PURPOSE: Lymph node invasion (LNI) is associated with increased risk of prostate cancer progression. Unfortunately, pelvic lymph node dissections are fraught with a high rate of false-negative findings, emphasizing the need for highly accurate markers of LNI. Because nuclear factor-kappaB (NF-kappaB) is a candidate marker of prostate cancer progression, we tested the association between nuclear localization of NF-kappaB in radical prostatectomy specimens and the presence of LNI. EXPERIMENTAL DESIGN: NF-kappaB expression in radical prostatectomy specimens was assessed with a monoclonal NF-kappaB p65 antibody, in 20 patients with LNI and in 31 controls with no LNI and no biochemical relapse 5 years after radical prostatectomy. Univariate and multivariate logistic regression models were used. The accuracy of multivariate predictions with and without NF-kappaB was quantified with the area under the receiver operating characteristics curve and 200 bootstrap resamples were used to reduce overfit bias. RESULTS: Univariate regression models showed a 7% increase in the odds of observing LNI for each 1% increase in NF-kappaB nuclear staining (odds ratio, 1.07; P = 0.003).
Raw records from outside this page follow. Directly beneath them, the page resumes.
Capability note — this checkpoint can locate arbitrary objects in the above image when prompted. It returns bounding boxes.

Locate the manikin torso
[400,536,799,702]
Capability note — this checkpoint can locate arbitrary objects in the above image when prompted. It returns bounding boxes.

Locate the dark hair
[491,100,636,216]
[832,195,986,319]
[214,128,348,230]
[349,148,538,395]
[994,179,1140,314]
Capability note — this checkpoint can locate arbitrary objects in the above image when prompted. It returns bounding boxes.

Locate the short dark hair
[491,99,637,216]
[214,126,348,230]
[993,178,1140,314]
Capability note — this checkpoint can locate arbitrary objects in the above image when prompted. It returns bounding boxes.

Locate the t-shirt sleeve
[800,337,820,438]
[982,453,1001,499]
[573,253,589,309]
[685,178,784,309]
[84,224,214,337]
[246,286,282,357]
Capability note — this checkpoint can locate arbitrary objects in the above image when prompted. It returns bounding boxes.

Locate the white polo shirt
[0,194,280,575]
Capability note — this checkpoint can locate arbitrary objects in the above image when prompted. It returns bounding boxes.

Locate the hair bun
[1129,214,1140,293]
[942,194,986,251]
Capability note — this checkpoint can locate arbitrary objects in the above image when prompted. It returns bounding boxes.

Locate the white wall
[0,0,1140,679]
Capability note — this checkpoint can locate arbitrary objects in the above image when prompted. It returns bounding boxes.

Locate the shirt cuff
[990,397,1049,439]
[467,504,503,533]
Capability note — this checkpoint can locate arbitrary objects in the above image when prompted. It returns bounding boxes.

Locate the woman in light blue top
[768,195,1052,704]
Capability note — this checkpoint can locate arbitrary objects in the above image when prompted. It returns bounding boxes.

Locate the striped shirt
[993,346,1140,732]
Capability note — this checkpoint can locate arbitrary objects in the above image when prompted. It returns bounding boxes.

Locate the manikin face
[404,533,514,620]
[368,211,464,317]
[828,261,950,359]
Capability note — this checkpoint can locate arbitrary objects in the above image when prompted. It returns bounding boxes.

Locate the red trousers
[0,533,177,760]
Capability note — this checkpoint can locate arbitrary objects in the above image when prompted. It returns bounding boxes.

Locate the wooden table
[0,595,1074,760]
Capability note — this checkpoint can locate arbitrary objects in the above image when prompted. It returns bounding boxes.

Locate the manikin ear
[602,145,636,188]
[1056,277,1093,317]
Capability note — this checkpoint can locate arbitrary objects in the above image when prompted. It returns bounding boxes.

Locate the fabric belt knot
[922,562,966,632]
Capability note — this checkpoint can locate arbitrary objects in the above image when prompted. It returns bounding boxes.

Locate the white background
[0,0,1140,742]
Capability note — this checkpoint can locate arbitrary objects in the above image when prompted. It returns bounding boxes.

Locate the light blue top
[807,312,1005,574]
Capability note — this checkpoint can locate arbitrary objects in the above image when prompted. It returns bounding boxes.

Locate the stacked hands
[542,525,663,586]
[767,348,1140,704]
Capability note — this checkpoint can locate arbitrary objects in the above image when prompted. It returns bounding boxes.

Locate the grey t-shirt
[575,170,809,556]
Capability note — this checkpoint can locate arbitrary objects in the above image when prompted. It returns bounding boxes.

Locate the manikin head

In multivariate models, each 1% increase in NF-kappaB was associated with an 8% increase in the odds of LNI (odds ratio, 1.08; P = 0.03) and its statistical significance was only surpassed by the presence of seminal vesicle invasion (P = 0.003). Addition of NF-kappaB to all other predictors increased the accuracy of LNI prediction by 2.3% (from 84.8% to 87.1%; P < 0.001). CONCLUSION: This is the first study that shows that the extent of nuclear localization of NF-kappaB in primary prostate tumors is highly accurately capable of predicting the probability of locoregional spread of prostate cancer.